Equally, you could consider any software (both in a computer, or in the brain — and by the latter I mean things we learn and store as data structures in the brain) as metaphysical.
These idea date back to Plato, and his theory of forms. Plato posited that there were three worlds: the physical world, the world of forms, and the chora (the world prior to all forms). Plato said that perfect circles could only exist in the world of forms, but never in the physical world. Only imperfect examples of circles can exist in the physical world. Plato said that the fact we can mentally conceive of a perfect circle indicates that our minds have access to the world of forms.
Thus Plato believed our mind has access to both the physical world (via our senses), and to the world of perfect forms. Plato's theory is taken very seriously, even today.

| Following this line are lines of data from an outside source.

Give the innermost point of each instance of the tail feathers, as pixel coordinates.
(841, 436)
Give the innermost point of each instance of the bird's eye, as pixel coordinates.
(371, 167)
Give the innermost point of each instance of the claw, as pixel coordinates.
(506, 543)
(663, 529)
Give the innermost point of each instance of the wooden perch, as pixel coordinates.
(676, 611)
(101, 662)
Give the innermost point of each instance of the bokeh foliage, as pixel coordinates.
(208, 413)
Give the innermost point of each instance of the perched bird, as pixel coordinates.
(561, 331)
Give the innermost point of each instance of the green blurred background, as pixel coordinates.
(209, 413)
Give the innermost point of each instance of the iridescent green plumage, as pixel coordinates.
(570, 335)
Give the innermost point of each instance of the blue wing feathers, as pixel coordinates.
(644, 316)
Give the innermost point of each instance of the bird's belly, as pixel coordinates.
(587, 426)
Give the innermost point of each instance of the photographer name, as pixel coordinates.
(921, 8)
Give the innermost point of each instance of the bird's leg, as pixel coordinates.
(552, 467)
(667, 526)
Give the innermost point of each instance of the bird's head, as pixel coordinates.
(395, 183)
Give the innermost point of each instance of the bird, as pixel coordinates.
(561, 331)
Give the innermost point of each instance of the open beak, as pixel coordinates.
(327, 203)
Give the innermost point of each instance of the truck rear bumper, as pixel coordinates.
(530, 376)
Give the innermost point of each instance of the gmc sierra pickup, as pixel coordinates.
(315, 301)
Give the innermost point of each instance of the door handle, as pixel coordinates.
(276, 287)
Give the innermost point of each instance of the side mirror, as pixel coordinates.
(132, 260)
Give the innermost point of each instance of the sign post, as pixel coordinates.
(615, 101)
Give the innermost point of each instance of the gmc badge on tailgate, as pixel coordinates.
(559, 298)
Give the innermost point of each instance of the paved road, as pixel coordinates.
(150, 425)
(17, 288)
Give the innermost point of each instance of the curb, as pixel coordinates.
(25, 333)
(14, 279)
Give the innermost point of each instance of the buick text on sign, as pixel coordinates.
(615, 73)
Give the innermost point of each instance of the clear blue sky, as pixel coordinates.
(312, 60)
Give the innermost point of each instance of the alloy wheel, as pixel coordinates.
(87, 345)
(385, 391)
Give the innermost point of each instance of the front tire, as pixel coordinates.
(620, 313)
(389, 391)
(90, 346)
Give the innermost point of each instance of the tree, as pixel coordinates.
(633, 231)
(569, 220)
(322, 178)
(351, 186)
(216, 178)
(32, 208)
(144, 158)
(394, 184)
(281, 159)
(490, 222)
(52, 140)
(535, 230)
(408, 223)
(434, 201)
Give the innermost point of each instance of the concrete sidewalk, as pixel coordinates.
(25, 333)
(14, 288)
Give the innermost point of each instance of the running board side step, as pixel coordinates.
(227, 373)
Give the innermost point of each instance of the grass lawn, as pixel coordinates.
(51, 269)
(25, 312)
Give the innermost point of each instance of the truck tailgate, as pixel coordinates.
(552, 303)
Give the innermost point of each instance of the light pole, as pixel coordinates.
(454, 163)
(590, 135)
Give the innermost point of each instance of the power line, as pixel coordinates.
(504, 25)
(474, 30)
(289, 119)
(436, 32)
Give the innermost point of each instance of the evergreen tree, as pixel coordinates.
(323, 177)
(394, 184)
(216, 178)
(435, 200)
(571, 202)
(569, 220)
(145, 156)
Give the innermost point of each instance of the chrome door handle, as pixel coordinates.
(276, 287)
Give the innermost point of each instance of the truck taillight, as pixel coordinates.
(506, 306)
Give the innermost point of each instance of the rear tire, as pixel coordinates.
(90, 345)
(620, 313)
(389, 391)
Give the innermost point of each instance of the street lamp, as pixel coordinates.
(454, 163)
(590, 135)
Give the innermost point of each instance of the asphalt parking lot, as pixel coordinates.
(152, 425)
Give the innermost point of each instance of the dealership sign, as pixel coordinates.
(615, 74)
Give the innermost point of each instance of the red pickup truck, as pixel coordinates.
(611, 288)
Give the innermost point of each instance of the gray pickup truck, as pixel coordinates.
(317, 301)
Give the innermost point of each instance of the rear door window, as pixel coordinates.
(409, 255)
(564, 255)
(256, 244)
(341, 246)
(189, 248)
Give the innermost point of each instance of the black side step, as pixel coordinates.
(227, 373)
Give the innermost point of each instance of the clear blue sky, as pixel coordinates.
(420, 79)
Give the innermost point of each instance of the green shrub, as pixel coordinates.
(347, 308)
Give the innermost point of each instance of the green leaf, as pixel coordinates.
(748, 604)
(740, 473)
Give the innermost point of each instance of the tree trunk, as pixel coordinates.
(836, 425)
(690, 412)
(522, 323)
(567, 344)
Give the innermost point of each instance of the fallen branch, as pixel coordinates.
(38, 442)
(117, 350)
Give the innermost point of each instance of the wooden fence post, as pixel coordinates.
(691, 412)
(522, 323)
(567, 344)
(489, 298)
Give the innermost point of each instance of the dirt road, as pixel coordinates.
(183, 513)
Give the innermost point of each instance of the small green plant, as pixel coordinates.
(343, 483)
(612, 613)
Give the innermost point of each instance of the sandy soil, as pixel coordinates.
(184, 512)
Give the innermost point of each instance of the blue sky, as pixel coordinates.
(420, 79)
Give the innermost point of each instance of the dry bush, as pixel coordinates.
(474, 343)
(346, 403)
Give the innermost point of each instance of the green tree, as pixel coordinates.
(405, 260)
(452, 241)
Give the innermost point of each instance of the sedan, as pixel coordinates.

As far as the problems with psychiatry are concerned, I think the computer hardware/software analogy is useful to express the issues here. We can take the physical brain to be the hardware, and the learned information and learned responses we have acquired in life to be the software that runs on our physical brain. So the knowledge of how to ride a bike would be an example of brain software that we have learned, which exists as data stored in our brain.
I think what you are getting at (and I agree with you), is that psychiatry has historically often assumed that the causes of mental and/or cognitive diseases (diseases like ME/CFS, anxiety disorders, clinical depression, anorexia, bipolar, autism, schizophrenia, etc) are to be found in the software of the brain, and therefore, psychiatry has used what it considerers to be corrective measures (like psychotherapy) to fix what it assumes is broken brain software.
But throughout the whole of the 20th century, when psychiatry championed this software approach to mental and/or cognitive ill health, psychiatry never really got to the bottom of these diseases, and never discovered their causes. At best, they achieved some minor improvements in the symptoms.
So what psychiatry needs to do in the 21st century is now focus on the hardware side, focus on the physical brain, and study how dysfunctions in the physical brain cause mental and/or cognitive ill health. The physical side of the equation has for too long been neglected.
I think this is what you are getting at, A.B., and I am in agreement.
I have to say, though, that although I used to love these subjects and their hair-splitting concepts, these days, with ME/CFS, I unfortunately don't really have mental clarity to get into them anymore. (Or should that be: "I don't have the brain clarity"?)